The two sides also disagree about the average interchange rate charged to convenience stores. Madigan said it is lower than in other industries — 1.2 percent — while Tampio said that it is significantly higher.
The nasty lobbying fight puts many Republicans in a tough spot, forcing them to choose between two loyal constituencies. For many, the pleas of small-business owners in their districts, struggling from the weakening economy, hold more sway than K Street lobbyists.

“People are hurting. I see them every weekend when I go home. I do the grocery shopping. I see these people,” said Rep. Walter Jones (R-N.C.), a member of the Financial Services Committee who is also supporting a bill to rein in practices in the credit card industry that affect consumers.

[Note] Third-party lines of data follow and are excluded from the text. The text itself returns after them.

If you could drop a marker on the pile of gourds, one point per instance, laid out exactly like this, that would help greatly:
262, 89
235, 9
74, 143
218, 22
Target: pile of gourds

To counter the arguments of the mom-and-pop business owners, the Electronic Payments Coalition has pushed its smaller members — community banks and credit unions — to the fore in recent months. Also, the Financial Services Roundtable organized member meetings with 20 credit card executives on the Hill last week.

A lobbyist for the group, Scott Talbott, said they were able to “correct some misinformation” on the issue.

“We had a number of ‘ah-ha’ moments with members who are currently supporting the bill,” he said.

However, some lawmakers are unlikely to budge. “I’ve been to a lot of [Financial Services] hearings. I think the banks make a great deal of money. I’m happy that they’re succeeding,” Jones said. “I think the fees and penalties they are charging are just too high.”